L’idée de mon sujet est née d’une passion pour l’histoire, d’une affection profonde pour mes grands-parents et de l’amour de mes origines portugaises. Je voulais absolument travailler sur l’histoire du Portugal, mais je n’étais pas motivé à partir étudier au Portugal. Grâce aux recherches de l’historien Victor Pereira, j’ai découvert que je pouvais étudier la diaspora portugaise depuis la France. J’ai alors réfléchi longuement au sujet jusqu’à ce que je tombe sur les archives de l’Association des Retraités Ex-Militaires/Ex-Combattants Portugais de France (ARMCPF). J’y ai découvert que ces anciens soldats luttaient pour obtenir une pension militaire pour les services rendus à la nation. Mon grand-père n’a jamais obtenu de retraite militaire, et tout le monde a accepté cette situation. Je me suis donc approprié ces archives pour mener cette recherche, mais aussi pour défendre ces anciens combattants qui n’ont jamais été récompensés, à l’exemple de mon grand-père.

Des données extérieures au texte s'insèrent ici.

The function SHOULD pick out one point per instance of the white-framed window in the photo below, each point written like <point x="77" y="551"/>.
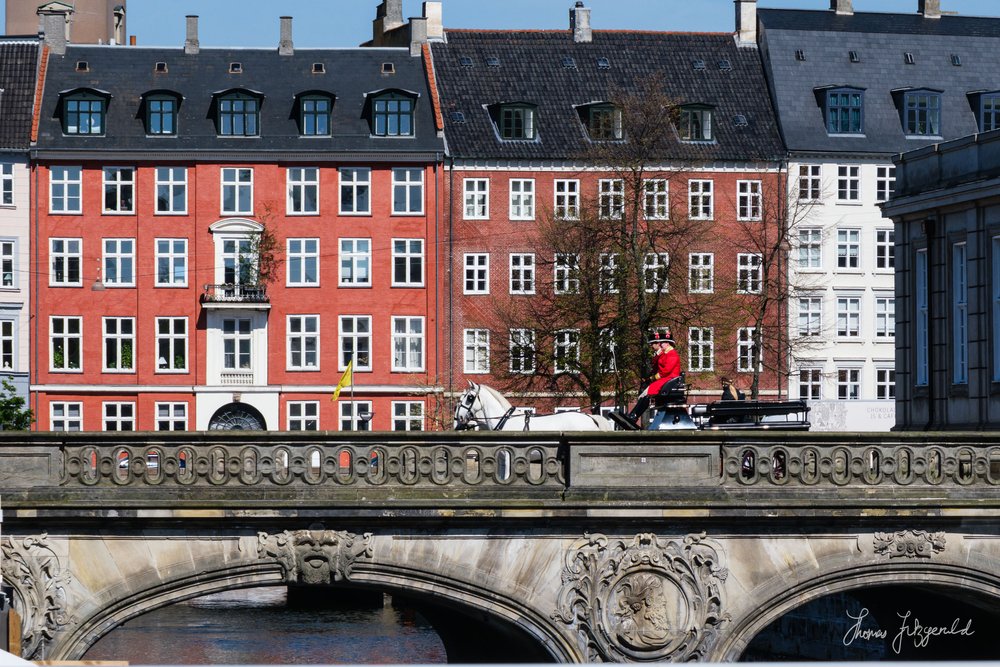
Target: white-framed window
<point x="407" y="262"/>
<point x="65" y="190"/>
<point x="303" y="263"/>
<point x="655" y="266"/>
<point x="885" y="317"/>
<point x="6" y="184"/>
<point x="522" y="351"/>
<point x="355" y="415"/>
<point x="749" y="200"/>
<point x="355" y="334"/>
<point x="522" y="199"/>
<point x="119" y="262"/>
<point x="921" y="292"/>
<point x="810" y="315"/>
<point x="701" y="272"/>
<point x="303" y="415"/>
<point x="609" y="273"/>
<point x="119" y="190"/>
<point x="885" y="179"/>
<point x="810" y="247"/>
<point x="701" y="349"/>
<point x="848" y="384"/>
<point x="477" y="273"/>
<point x="522" y="273"/>
<point x="171" y="262"/>
<point x="237" y="344"/>
<point x="355" y="263"/>
<point x="745" y="350"/>
<point x="303" y="191"/>
<point x="355" y="190"/>
<point x="477" y="198"/>
<point x="849" y="184"/>
<point x="885" y="384"/>
<point x="407" y="344"/>
<point x="848" y="248"/>
<point x="119" y="416"/>
<point x="171" y="345"/>
<point x="66" y="416"/>
<point x="611" y="198"/>
<point x="407" y="416"/>
<point x="567" y="199"/>
<point x="8" y="253"/>
<point x="810" y="384"/>
<point x="567" y="351"/>
<point x="302" y="338"/>
<point x="749" y="273"/>
<point x="119" y="344"/>
<point x="171" y="190"/>
<point x="848" y="316"/>
<point x="65" y="343"/>
<point x="407" y="191"/>
<point x="237" y="191"/>
<point x="65" y="256"/>
<point x="171" y="416"/>
<point x="477" y="350"/>
<point x="567" y="273"/>
<point x="656" y="199"/>
<point x="885" y="254"/>
<point x="810" y="183"/>
<point x="960" y="313"/>
<point x="701" y="203"/>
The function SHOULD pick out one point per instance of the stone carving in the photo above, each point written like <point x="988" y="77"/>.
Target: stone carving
<point x="644" y="600"/>
<point x="314" y="556"/>
<point x="909" y="544"/>
<point x="32" y="568"/>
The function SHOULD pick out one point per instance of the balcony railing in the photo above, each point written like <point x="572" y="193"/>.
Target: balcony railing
<point x="235" y="293"/>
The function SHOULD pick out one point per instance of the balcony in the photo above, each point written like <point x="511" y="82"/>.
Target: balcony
<point x="236" y="295"/>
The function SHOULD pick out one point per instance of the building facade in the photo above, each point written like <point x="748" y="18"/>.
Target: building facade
<point x="220" y="232"/>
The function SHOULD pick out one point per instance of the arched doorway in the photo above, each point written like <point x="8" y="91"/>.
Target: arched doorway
<point x="237" y="417"/>
<point x="909" y="621"/>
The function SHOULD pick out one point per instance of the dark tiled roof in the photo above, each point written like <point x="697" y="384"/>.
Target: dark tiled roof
<point x="880" y="40"/>
<point x="18" y="69"/>
<point x="531" y="70"/>
<point x="128" y="72"/>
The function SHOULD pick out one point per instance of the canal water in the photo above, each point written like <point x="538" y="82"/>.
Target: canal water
<point x="258" y="626"/>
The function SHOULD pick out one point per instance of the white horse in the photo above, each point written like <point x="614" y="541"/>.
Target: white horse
<point x="485" y="408"/>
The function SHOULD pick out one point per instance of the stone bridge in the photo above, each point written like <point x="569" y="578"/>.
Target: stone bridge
<point x="558" y="547"/>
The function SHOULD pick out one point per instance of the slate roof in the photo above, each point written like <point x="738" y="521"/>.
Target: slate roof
<point x="126" y="73"/>
<point x="880" y="40"/>
<point x="531" y="70"/>
<point x="18" y="71"/>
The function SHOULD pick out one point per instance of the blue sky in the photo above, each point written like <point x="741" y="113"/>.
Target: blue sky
<point x="339" y="23"/>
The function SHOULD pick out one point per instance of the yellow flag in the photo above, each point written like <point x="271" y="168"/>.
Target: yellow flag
<point x="345" y="379"/>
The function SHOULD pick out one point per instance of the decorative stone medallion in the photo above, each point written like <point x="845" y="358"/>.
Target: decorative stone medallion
<point x="32" y="568"/>
<point x="909" y="544"/>
<point x="314" y="556"/>
<point x="644" y="600"/>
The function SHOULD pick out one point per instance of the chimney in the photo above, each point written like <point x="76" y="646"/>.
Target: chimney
<point x="54" y="25"/>
<point x="931" y="9"/>
<point x="844" y="7"/>
<point x="579" y="23"/>
<point x="285" y="47"/>
<point x="191" y="45"/>
<point x="746" y="22"/>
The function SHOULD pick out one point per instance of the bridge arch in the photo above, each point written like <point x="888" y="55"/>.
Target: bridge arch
<point x="776" y="600"/>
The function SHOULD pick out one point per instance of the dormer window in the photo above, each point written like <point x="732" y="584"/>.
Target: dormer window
<point x="696" y="123"/>
<point x="238" y="114"/>
<point x="314" y="114"/>
<point x="845" y="111"/>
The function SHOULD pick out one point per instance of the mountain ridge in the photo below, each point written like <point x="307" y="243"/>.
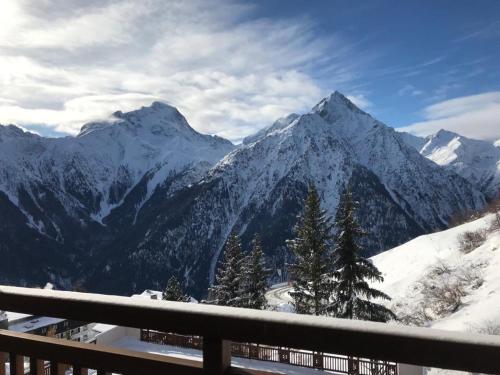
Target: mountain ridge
<point x="156" y="198"/>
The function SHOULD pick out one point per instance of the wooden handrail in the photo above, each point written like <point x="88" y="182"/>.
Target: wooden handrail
<point x="94" y="356"/>
<point x="418" y="346"/>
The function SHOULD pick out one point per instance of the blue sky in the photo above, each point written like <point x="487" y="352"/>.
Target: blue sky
<point x="233" y="67"/>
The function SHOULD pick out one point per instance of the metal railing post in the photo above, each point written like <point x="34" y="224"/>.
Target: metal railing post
<point x="216" y="355"/>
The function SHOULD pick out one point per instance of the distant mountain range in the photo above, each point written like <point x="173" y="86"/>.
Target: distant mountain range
<point x="475" y="160"/>
<point x="141" y="196"/>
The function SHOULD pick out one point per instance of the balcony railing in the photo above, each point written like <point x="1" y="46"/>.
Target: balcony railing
<point x="320" y="361"/>
<point x="220" y="325"/>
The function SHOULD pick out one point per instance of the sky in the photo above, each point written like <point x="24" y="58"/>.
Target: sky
<point x="233" y="67"/>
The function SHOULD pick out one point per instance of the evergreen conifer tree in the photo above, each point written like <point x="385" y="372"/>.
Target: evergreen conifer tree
<point x="173" y="291"/>
<point x="312" y="264"/>
<point x="255" y="278"/>
<point x="351" y="291"/>
<point x="227" y="290"/>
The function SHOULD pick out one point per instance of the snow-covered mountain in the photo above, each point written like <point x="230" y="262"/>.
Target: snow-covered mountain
<point x="260" y="186"/>
<point x="55" y="192"/>
<point x="140" y="196"/>
<point x="475" y="160"/>
<point x="434" y="283"/>
<point x="90" y="174"/>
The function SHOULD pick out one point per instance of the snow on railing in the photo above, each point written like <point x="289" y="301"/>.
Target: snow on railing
<point x="219" y="325"/>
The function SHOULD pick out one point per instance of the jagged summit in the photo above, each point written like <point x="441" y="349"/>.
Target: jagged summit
<point x="158" y="118"/>
<point x="336" y="109"/>
<point x="280" y="123"/>
<point x="334" y="103"/>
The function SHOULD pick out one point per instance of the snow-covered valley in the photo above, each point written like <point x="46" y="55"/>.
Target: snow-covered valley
<point x="141" y="196"/>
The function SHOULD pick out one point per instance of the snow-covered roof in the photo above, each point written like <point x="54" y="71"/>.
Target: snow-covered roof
<point x="101" y="328"/>
<point x="150" y="294"/>
<point x="34" y="323"/>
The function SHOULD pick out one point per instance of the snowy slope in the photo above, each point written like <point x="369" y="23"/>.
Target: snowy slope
<point x="260" y="187"/>
<point x="90" y="174"/>
<point x="475" y="160"/>
<point x="405" y="268"/>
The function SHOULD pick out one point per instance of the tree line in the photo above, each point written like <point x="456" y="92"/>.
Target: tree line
<point x="328" y="274"/>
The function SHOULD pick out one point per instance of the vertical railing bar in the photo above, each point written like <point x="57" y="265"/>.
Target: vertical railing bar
<point x="16" y="364"/>
<point x="216" y="355"/>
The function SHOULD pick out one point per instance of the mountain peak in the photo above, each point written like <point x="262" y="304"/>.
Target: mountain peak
<point x="158" y="118"/>
<point x="335" y="102"/>
<point x="443" y="133"/>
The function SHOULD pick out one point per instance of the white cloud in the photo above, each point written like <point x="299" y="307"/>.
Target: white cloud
<point x="409" y="90"/>
<point x="67" y="62"/>
<point x="475" y="116"/>
<point x="361" y="101"/>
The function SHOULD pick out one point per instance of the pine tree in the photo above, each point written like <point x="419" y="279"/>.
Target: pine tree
<point x="312" y="264"/>
<point x="351" y="291"/>
<point x="255" y="278"/>
<point x="227" y="290"/>
<point x="173" y="291"/>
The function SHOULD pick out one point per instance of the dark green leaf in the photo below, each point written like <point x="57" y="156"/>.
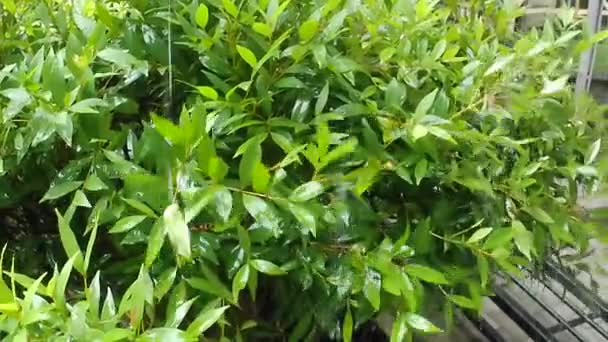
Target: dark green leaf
<point x="426" y="273"/>
<point x="267" y="267"/>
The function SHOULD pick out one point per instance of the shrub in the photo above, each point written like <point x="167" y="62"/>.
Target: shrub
<point x="285" y="169"/>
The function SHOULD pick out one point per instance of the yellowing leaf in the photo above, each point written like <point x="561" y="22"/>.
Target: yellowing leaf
<point x="247" y="55"/>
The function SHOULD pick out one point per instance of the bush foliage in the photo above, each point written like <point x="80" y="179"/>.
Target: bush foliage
<point x="270" y="170"/>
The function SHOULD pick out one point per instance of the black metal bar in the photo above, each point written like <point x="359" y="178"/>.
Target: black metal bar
<point x="555" y="315"/>
<point x="521" y="316"/>
<point x="580" y="291"/>
<point x="582" y="314"/>
<point x="573" y="322"/>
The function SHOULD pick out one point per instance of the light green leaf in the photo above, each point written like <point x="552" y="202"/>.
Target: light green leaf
<point x="208" y="92"/>
<point x="223" y="203"/>
<point x="555" y="86"/>
<point x="400" y="328"/>
<point x="524" y="238"/>
<point x="155" y="242"/>
<point x="347" y="326"/>
<point x="479" y="235"/>
<point x="87" y="106"/>
<point x="306" y="191"/>
<point x="462" y="301"/>
<point x="427" y="274"/>
<point x="240" y="281"/>
<point x="420" y="323"/>
<point x="263" y="29"/>
<point x="305" y="217"/>
<point x="202" y="16"/>
<point x="308" y="29"/>
<point x="60" y="190"/>
<point x="498" y="238"/>
<point x="539" y="214"/>
<point x="164" y="282"/>
<point x="322" y="99"/>
<point x="127" y="223"/>
<point x="177" y="230"/>
<point x="94" y="183"/>
<point x="371" y="287"/>
<point x="593" y="151"/>
<point x="425" y="105"/>
<point x="251" y="158"/>
<point x="420" y="170"/>
<point x="247" y="55"/>
<point x="418" y="132"/>
<point x="260" y="178"/>
<point x="230" y="8"/>
<point x="205" y="320"/>
<point x="266" y="267"/>
<point x="262" y="212"/>
<point x="69" y="242"/>
<point x="19" y="98"/>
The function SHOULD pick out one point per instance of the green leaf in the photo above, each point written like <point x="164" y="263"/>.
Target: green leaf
<point x="425" y="105"/>
<point x="555" y="86"/>
<point x="19" y="98"/>
<point x="371" y="288"/>
<point x="479" y="235"/>
<point x="202" y="16"/>
<point x="164" y="283"/>
<point x="418" y="132"/>
<point x="155" y="242"/>
<point x="524" y="238"/>
<point x="308" y="29"/>
<point x="400" y="328"/>
<point x="262" y="212"/>
<point x="347" y="326"/>
<point x="208" y="92"/>
<point x="177" y="230"/>
<point x="498" y="238"/>
<point x="394" y="94"/>
<point x="322" y="99"/>
<point x="247" y="55"/>
<point x="420" y="323"/>
<point x="94" y="183"/>
<point x="223" y="203"/>
<point x="305" y="217"/>
<point x="205" y="320"/>
<point x="141" y="207"/>
<point x="539" y="214"/>
<point x="60" y="190"/>
<point x="230" y="8"/>
<point x="251" y="158"/>
<point x="260" y="178"/>
<point x="263" y="29"/>
<point x="267" y="267"/>
<point x="69" y="242"/>
<point x="306" y="191"/>
<point x="593" y="151"/>
<point x="420" y="170"/>
<point x="127" y="223"/>
<point x="427" y="274"/>
<point x="240" y="281"/>
<point x="462" y="301"/>
<point x="484" y="270"/>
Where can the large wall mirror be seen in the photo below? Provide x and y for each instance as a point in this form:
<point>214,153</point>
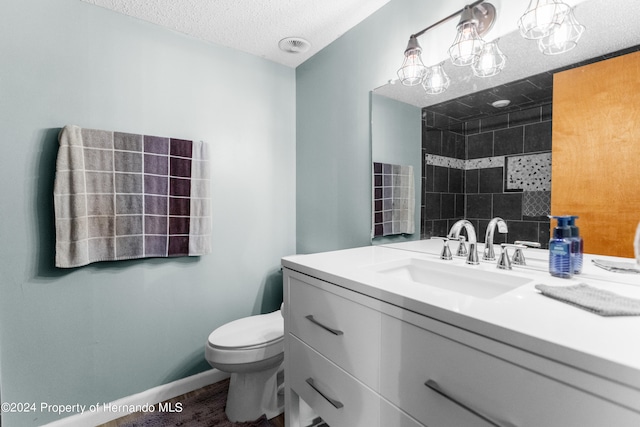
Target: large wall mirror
<point>479,161</point>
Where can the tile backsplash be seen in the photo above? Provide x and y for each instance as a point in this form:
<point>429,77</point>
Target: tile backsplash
<point>478,169</point>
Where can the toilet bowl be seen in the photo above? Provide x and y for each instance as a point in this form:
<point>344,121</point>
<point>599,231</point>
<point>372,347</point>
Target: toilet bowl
<point>251,349</point>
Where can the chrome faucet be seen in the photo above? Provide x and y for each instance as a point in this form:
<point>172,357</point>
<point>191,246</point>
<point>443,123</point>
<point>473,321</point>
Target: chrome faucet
<point>454,234</point>
<point>489,254</point>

Pour mener à bien ce projet, j’ai dû convaincre Madame Sophie Baby, spécialiste de l’Espagne franquiste. Elle m’a accordé sa confiance et je la remercie sincèrement pour cela. J’ai également été soutenu par Monsieur António Pereira, ancien membre de l’association, qui m’a donné son témoignage et m’a beaucoup encouragé.

Vos origines portugaises et l’exemple de votre grand-père ont-ils joué un rôle important dans le choix de votre thème ?

Oui, mes quatre grands-parents viennent du Portugal. Mon arrière-grand-père maternel a émigré à Cravant (Yonne) avec mon arrière-grand-mère et leurs cinq enfants. L’objectif était d’améliorer leur qualité de vie et de fuir la dictature. L’immigration était illégale à cette époque. Mon grand-père paternel a effectué son service militaire en Angola au début du conflit. Après son retour au Portugal, il est allé directement à Cravant. Mes deux familles proviennent de la région d’Aveiro, et j’ai passé tous mes étés d’enfance à Torreira.

Le sujet que vous avez choisi a jusqu’à présent été peu étudié. Y a-t-il déjà eu des travaux sur ce domaine ?

Les études sur ce sujet portent principalement sur le traumatisme et la mémoire de la guerre coloniale, ainsi que sur sa transmission, l’article de Luciana Moreira et Doris Wieser, est un bon exemple : «O passado por dentro do presente : Guerra Colonial portuguesa e as reescritas da memória cultural». Il est également important de mentionner le mémoire de sociologie de Sara Daniela Parreira Rijo da Silva sur les politiques publiques et l’émergence du mouvement associatif des vétérans de guerre portugais. L’autrice y aborde, entre autres, la reconnaissance du syndrome du stress post-traumatique par l’État, ainsi que la situation des anciens combattants handicapés.

Quand commencent les anciens combattants portugais vivant en France à se mobiliser pour obtenir la retraite des années passées sous les armes ?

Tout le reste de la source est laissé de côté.